Videoyu izledik: Diyanet İşleri Başkanlığı Mekke sorumlusu Ahmet Daştanbek elindeki paraları sayıyordu. O sırada kendisini çeken kameraya bakarak da “Kaydediyor musun” diye çekinerek soruyordu. Görüntülerdeki binlerce doların, rüşvet parası olduğu ileri sürüldü. Diyanet de İstanbul Cumhuriyet Başsavcılığı da görüntülere dair soruşturma başlattı. Videodaki Daştanbek ise görüntülerdeki paraların “Mekke’de ihtiyaç sahiplerine iletilmek üzere kendisine verilen sadaka ve ramazan kolisi alımı” amaçlı olduğunu iddia etti.
Ben bu haberi takip ederken telefonum çaldı. Arayan, zamanında çok kritik koltuklarda oturmuş bir yargı mensubuydu.
“Size öz dayıma dair bir olay anlatmak istiyorum” dedi ve devam etti:
“Dayımdaki insan ve Allah sevgisini ben kimsede görmedim. Ömrünü sevgili peygamberinin yaşadığı toprakları görüp dini vecibesi hac ibadetini yapacağı günü bekleyerek geçirdi. 70 yaşında hacca yazıldı ve 14 sene kura bekledi. Adam geliyor 84 yaşına, hanımına diyor ki ‘14 yıl oldu, bu Diyanet bizi hacca götürmeyecek, hele bir gidip de soralım, bir sıkıntı mı var...’ Diyanet’e gidiyor. Orada bir görevli dayıma diyor ki ‘Şu kadar para ver, seni hemen kurada çıkaralım.’ O da diyor ki ‘Nasıl olur, burası Diyanet İşleri Başkanlığı, Müslümanlığın merkezi. Ben rüşvet vererek hacca gidersem, bu kul hakkına girer.’

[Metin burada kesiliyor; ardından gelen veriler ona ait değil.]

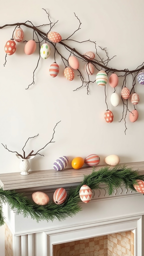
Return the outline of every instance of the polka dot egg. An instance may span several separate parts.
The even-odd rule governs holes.
[[[64,76],[69,81],[72,81],[75,77],[75,74],[73,70],[70,68],[67,67],[64,70]]]
[[[5,46],[5,51],[8,55],[12,55],[14,53],[16,49],[16,45],[15,41],[11,39],[7,41]]]
[[[111,111],[108,109],[106,111],[104,118],[107,123],[112,123],[114,120],[114,116]]]
[[[42,45],[40,49],[40,55],[41,57],[45,59],[47,59],[50,53],[50,48],[48,44],[45,43]]]

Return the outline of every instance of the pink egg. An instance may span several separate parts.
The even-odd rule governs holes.
[[[117,75],[114,73],[110,75],[109,79],[109,84],[113,88],[117,86],[118,83],[118,78]]]
[[[136,109],[134,109],[129,113],[129,120],[132,123],[137,120],[138,117],[139,113]]]
[[[25,47],[25,52],[27,55],[32,54],[35,51],[36,44],[34,40],[29,40],[27,42]]]
[[[70,56],[68,59],[68,63],[70,67],[74,69],[77,69],[79,68],[79,61],[75,56]]]

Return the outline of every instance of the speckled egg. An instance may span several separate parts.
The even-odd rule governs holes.
[[[13,40],[11,39],[7,41],[5,46],[5,50],[8,55],[12,55],[15,52],[16,45]]]
[[[129,89],[127,87],[124,87],[121,90],[121,95],[123,99],[127,100],[128,99],[130,95],[130,92]]]
[[[111,111],[108,109],[106,110],[105,113],[104,118],[107,123],[112,123],[114,120],[114,116]]]
[[[79,196],[84,203],[88,203],[92,198],[91,189],[87,185],[83,185],[79,190]]]
[[[48,39],[54,43],[58,43],[61,40],[61,37],[60,35],[57,32],[50,31],[47,35]]]
[[[69,67],[66,68],[64,70],[64,76],[69,81],[72,81],[75,77],[75,74],[73,70]]]
[[[33,200],[37,205],[45,205],[48,203],[49,199],[46,194],[41,191],[34,192],[32,195]]]
[[[56,160],[53,167],[56,171],[61,171],[66,167],[69,161],[69,158],[67,156],[61,156]]]

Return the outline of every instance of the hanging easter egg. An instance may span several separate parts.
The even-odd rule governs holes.
[[[67,67],[64,70],[64,76],[69,81],[72,81],[75,77],[75,74],[71,69]]]
[[[61,171],[66,167],[69,161],[69,158],[67,156],[61,156],[56,160],[53,167],[56,171]]]
[[[41,57],[45,59],[48,58],[50,53],[50,47],[47,43],[42,45],[40,49],[40,55]]]
[[[129,120],[132,123],[137,120],[138,117],[139,113],[136,109],[134,109],[129,113]]]
[[[131,97],[131,102],[134,105],[138,103],[139,101],[139,97],[138,94],[134,92]]]
[[[112,123],[114,120],[114,116],[111,111],[108,109],[106,110],[105,113],[104,118],[107,123]]]
[[[24,31],[22,28],[19,27],[16,28],[14,32],[13,37],[16,42],[19,42],[23,40],[24,36]]]
[[[7,41],[5,46],[5,50],[7,54],[12,55],[16,51],[16,45],[15,41],[11,39]]]
[[[49,74],[52,77],[55,77],[59,73],[59,66],[56,62],[51,64],[49,70]]]
[[[138,179],[137,180],[137,182],[138,185],[134,185],[133,187],[135,188],[138,192],[144,194],[144,182]]]
[[[85,71],[89,75],[92,75],[94,72],[94,66],[91,62],[88,62],[85,65]]]
[[[61,40],[61,36],[57,32],[50,31],[48,33],[47,37],[48,39],[54,43],[58,43]]]
[[[120,159],[119,156],[116,155],[110,155],[107,156],[104,159],[104,161],[106,164],[109,165],[115,166],[119,164]]]
[[[79,64],[77,58],[75,56],[70,56],[68,59],[68,63],[70,67],[74,69],[77,69]]]
[[[96,76],[96,82],[100,86],[104,86],[108,81],[108,76],[105,71],[101,70],[98,72]]]
[[[85,164],[89,166],[96,166],[99,163],[100,158],[97,155],[92,154],[87,156],[84,162]]]
[[[144,84],[144,73],[140,72],[138,74],[138,81],[141,84]]]
[[[79,190],[80,198],[84,203],[88,203],[92,198],[91,189],[87,185],[83,185]]]
[[[65,201],[67,196],[67,191],[64,188],[57,188],[54,194],[54,201],[57,205],[61,205]]]
[[[114,107],[117,107],[119,105],[120,102],[120,98],[116,92],[113,92],[110,97],[110,102]]]
[[[109,84],[113,88],[117,86],[118,83],[118,78],[117,75],[115,73],[110,75],[109,79]]]
[[[87,51],[83,54],[83,56],[88,60],[92,60],[95,58],[95,55],[92,51]]]
[[[127,87],[124,87],[121,90],[121,95],[123,99],[127,100],[128,99],[130,95],[130,92],[129,89]]]
[[[46,194],[41,191],[34,192],[32,197],[35,203],[40,205],[45,205],[48,203],[49,199]]]
[[[27,55],[31,55],[35,51],[36,44],[34,40],[29,40],[25,46],[25,52]]]

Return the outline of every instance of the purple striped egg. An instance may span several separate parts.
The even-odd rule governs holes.
[[[61,156],[55,161],[53,167],[56,171],[61,171],[66,167],[69,161],[69,158],[67,156]]]

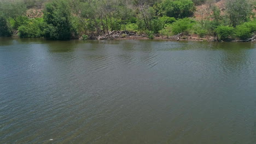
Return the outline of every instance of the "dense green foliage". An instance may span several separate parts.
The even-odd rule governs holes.
[[[25,24],[19,27],[21,38],[38,38],[44,36],[43,31],[45,23],[42,18],[30,20]]]
[[[195,10],[191,0],[164,0],[160,7],[165,15],[176,18],[190,16]]]
[[[195,23],[194,20],[189,18],[179,19],[173,23],[172,32],[174,34],[182,32],[188,34],[189,33],[189,29],[193,27]]]
[[[220,26],[216,28],[218,35],[221,40],[227,40],[234,34],[234,28],[229,26]]]
[[[7,26],[7,21],[3,17],[0,16],[0,37],[9,37],[11,32]]]
[[[45,5],[44,19],[47,25],[45,37],[50,39],[70,39],[77,34],[68,1],[54,0]]]
[[[218,0],[2,0],[0,36],[86,40],[128,30],[150,39],[181,32],[200,38],[218,35],[223,40],[250,38],[256,32],[251,14],[256,3],[227,1],[223,14],[223,9],[214,6]],[[209,11],[193,17],[195,5],[202,3]],[[27,11],[31,8],[42,9],[43,15],[31,16]]]
[[[241,22],[247,21],[250,12],[249,8],[247,1],[229,0],[226,8],[230,24],[236,27]]]

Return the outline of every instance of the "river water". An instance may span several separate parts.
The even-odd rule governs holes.
[[[0,143],[254,144],[255,111],[255,44],[0,39]]]

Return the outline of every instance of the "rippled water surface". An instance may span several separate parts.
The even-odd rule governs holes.
[[[254,144],[255,111],[255,44],[0,39],[0,143]]]

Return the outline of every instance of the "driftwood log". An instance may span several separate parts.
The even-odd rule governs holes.
[[[136,33],[128,31],[113,31],[97,37],[98,39],[114,39],[129,36],[138,36]]]
[[[249,38],[246,40],[237,40],[236,41],[237,42],[249,42],[249,41],[256,42],[256,32],[254,33],[254,34],[251,38]]]

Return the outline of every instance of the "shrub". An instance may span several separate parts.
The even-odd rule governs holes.
[[[146,34],[148,35],[148,38],[150,39],[153,39],[154,38],[154,32],[152,31],[147,31]]]
[[[245,22],[243,25],[246,27],[249,28],[251,32],[256,32],[256,20]]]
[[[159,31],[164,28],[164,23],[159,19],[153,19],[150,21],[149,30],[153,31],[155,34],[158,33]]]
[[[188,17],[195,11],[191,0],[164,0],[160,4],[160,9],[166,16],[176,18]]]
[[[238,26],[236,30],[236,35],[240,39],[246,39],[251,36],[250,28],[245,25]]]
[[[113,20],[110,25],[111,31],[120,31],[122,27],[121,21],[117,20]]]
[[[200,5],[205,2],[206,0],[192,0],[192,1],[193,1],[195,5]]]
[[[65,0],[53,0],[46,4],[44,11],[44,19],[47,23],[44,30],[45,38],[66,40],[77,36],[71,10],[68,2]]]
[[[10,37],[11,32],[4,17],[0,16],[0,37]]]
[[[227,40],[234,34],[234,28],[230,26],[218,26],[216,31],[220,40]]]
[[[189,30],[195,23],[195,21],[189,18],[179,19],[172,23],[172,30],[173,34],[177,34],[183,32],[185,34],[188,34]]]
[[[176,19],[174,17],[168,17],[166,16],[164,16],[162,17],[161,17],[160,19],[160,21],[165,24],[172,23],[173,22],[176,21]]]
[[[82,39],[83,40],[87,40],[89,38],[88,37],[88,35],[86,35],[86,34],[83,34],[82,35]]]
[[[27,23],[19,27],[21,38],[38,38],[43,36],[45,23],[42,18],[31,19]]]

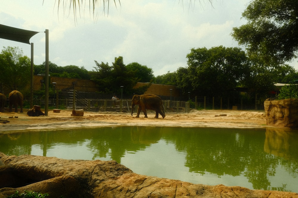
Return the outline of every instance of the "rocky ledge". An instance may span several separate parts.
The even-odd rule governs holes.
[[[138,175],[115,161],[0,152],[0,198],[16,190],[47,193],[51,197],[298,198],[294,193],[194,184]]]

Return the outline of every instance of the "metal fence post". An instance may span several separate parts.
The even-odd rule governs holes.
[[[204,109],[206,109],[206,96],[204,96]]]
[[[214,110],[214,97],[212,97],[212,110]]]

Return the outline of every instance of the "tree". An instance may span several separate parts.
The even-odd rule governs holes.
[[[135,72],[135,76],[139,79],[139,82],[150,82],[154,78],[153,70],[146,65],[142,65],[136,62],[134,62],[126,65],[126,67],[128,71]]]
[[[279,64],[297,57],[298,4],[291,0],[254,0],[242,13],[246,24],[232,36],[267,64]]]
[[[21,90],[30,82],[31,60],[18,47],[4,47],[0,54],[0,83],[11,90]]]
[[[177,71],[177,83],[184,94],[226,96],[249,74],[247,58],[238,47],[193,48],[186,57],[187,73]]]
[[[170,72],[168,71],[166,74],[157,76],[155,78],[154,82],[158,84],[177,86],[176,72]]]
[[[122,56],[115,57],[111,66],[108,63],[99,64],[94,61],[97,66],[90,72],[91,80],[95,82],[101,92],[117,94],[121,92],[120,86],[123,86],[123,93],[130,97],[131,96],[134,92],[133,88],[138,79],[135,76],[134,71],[127,69]]]
[[[113,0],[113,1],[114,1],[114,4],[116,8],[117,8],[116,1],[118,1],[119,4],[119,6],[120,7],[121,6],[121,3],[120,0],[118,0],[118,1],[116,0]],[[208,0],[208,1],[209,1],[211,5],[212,5],[212,0]],[[100,3],[100,1],[102,1],[103,3],[103,12],[104,13],[105,13],[105,11],[106,10],[107,14],[108,15],[110,4],[113,3],[112,2],[111,3],[110,2],[110,0],[92,0],[92,1],[86,1],[86,0],[85,1],[82,0],[80,1],[76,1],[76,0],[71,0],[69,1],[58,1],[58,10],[59,10],[60,7],[62,6],[63,7],[63,11],[65,13],[66,11],[68,10],[69,13],[68,14],[69,14],[70,13],[71,10],[71,8],[72,7],[74,18],[75,22],[77,19],[77,13],[79,12],[79,13],[80,15],[80,17],[81,12],[82,12],[82,14],[83,14],[84,12],[85,6],[87,5],[88,7],[88,4],[89,4],[89,11],[90,12],[92,11],[93,15],[93,18],[95,20],[96,17],[98,17],[98,15],[97,10],[98,8],[99,5],[100,5],[101,4]],[[200,1],[199,0],[199,1],[200,2]],[[195,0],[189,0],[188,2],[188,9],[190,9],[191,7],[192,7],[193,6],[194,6]],[[55,4],[56,1],[55,1]],[[179,2],[181,3],[182,7],[184,8],[183,0],[182,0],[181,1],[179,1]],[[68,14],[67,15],[68,15]]]
[[[84,66],[80,67],[76,65],[67,65],[63,67],[58,66],[50,61],[49,63],[49,73],[52,76],[90,80],[89,72]],[[45,74],[45,62],[34,66],[35,75]]]

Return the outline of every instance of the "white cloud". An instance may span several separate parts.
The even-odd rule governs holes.
[[[122,56],[125,64],[146,65],[157,76],[186,66],[186,56],[193,47],[238,47],[230,34],[233,27],[245,23],[240,18],[249,1],[214,1],[212,8],[207,1],[201,1],[201,5],[196,1],[189,9],[188,1],[183,6],[181,1],[121,1],[117,9],[110,5],[108,16],[102,12],[100,1],[95,21],[87,5],[75,23],[72,13],[64,15],[62,7],[58,12],[55,1],[43,5],[42,1],[10,0],[1,3],[0,23],[42,32],[48,29],[50,60],[58,65],[83,66],[91,70],[94,60],[111,64]],[[30,40],[35,64],[44,61],[45,40],[43,32]],[[18,46],[30,56],[28,45],[1,41],[2,46]]]

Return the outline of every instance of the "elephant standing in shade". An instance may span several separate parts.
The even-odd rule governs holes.
[[[21,113],[23,113],[23,102],[24,96],[18,91],[14,90],[11,92],[8,96],[9,100],[9,111],[13,112],[13,105],[15,107],[15,112],[18,112],[18,106],[19,105]]]
[[[0,94],[0,112],[4,111],[4,107],[6,104],[6,96],[4,94]]]
[[[162,118],[164,118],[166,116],[164,107],[162,105],[162,101],[157,96],[152,94],[134,96],[131,100],[131,116],[134,113],[134,108],[136,104],[139,105],[136,118],[139,117],[141,110],[143,111],[145,118],[148,118],[146,109],[155,110],[156,112],[154,117],[155,118],[158,118],[159,113],[162,116]]]

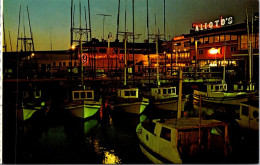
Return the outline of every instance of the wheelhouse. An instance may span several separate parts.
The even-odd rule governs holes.
[[[94,100],[93,90],[80,90],[72,92],[73,100]]]

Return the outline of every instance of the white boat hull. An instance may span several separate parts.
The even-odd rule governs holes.
[[[36,111],[38,111],[38,109],[26,109],[26,108],[18,109],[17,117],[21,121],[26,121],[30,119]]]
[[[101,108],[101,104],[80,104],[80,105],[68,105],[65,107],[66,110],[70,112],[72,116],[86,119],[94,116],[98,110]]]
[[[142,101],[136,101],[136,102],[115,103],[112,106],[112,109],[120,112],[142,114],[148,104],[149,104],[148,99],[142,99]]]
[[[181,111],[184,111],[186,99],[182,99]],[[178,100],[156,100],[152,102],[153,108],[167,111],[178,111]]]

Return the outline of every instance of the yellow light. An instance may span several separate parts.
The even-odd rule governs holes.
[[[218,49],[215,49],[215,48],[211,48],[211,49],[209,49],[209,53],[210,54],[218,54]]]

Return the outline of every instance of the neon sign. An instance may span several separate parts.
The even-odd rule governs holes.
[[[192,28],[195,28],[195,31],[207,30],[207,29],[215,29],[225,26],[226,24],[231,25],[234,22],[233,17],[220,18],[220,20],[216,20],[214,22],[209,23],[193,23]]]

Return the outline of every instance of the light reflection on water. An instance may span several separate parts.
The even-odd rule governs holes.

Dayım hem üzülüyor hem öfkeleniyor. Hanımına anlatıyor durumu: ‘Diyanet görevlisi benden rüşvet istedi, onlardan bize fayda yok. Ben öleceğim yakında, biz para bulalım umreye müracaat edelim.’ 120 bin lira topluyorlar ve yaklaşık 6 ay önce umreye gidiyorlar.”
Birden sesi düştü konuştuğum kişinin... Sonra anladım nedenini:
“Dayım, umre bitimi havada uçaktayken kalp krizinden rahmetli oluyor maalesef. Bu öyküyü yengemden yani birinci ağızdan bizzat öğrendim. Şimdi karşımızda böyle bir Allah sevgisi taşıyan rahmetli dayım varken diğer yanda içinde zerre kadar Allah sevgisi olmayan, her şeyi gören Allah’tan değil de kendisini çeken kameradan korkan sözde bir din görevlisi var.”
Telefonu kapatıyoruz. BirGün’de Mustafa Bildircin’in haberini okuyorum:
“İsmini vermek istemeyen bir Diyanet personeli ‘rüşvet alındığı’ yönündeki iddianın başkanlık koridorlarında uzun yıllardır konuşulduğunu anlattı. İddiaların üzerine hiçbir zaman gidilmediğini belirten Diyanet personeli, ‘Suudi Arabistan’da olanları denetlemek çok kolay değil’ diyerek denetim zafiyetine dikkati çekti.”
Matematikçi Norbert Wiener haklı mıydı acaba: “Bir kere satılan vicdan iki kere de satılır.”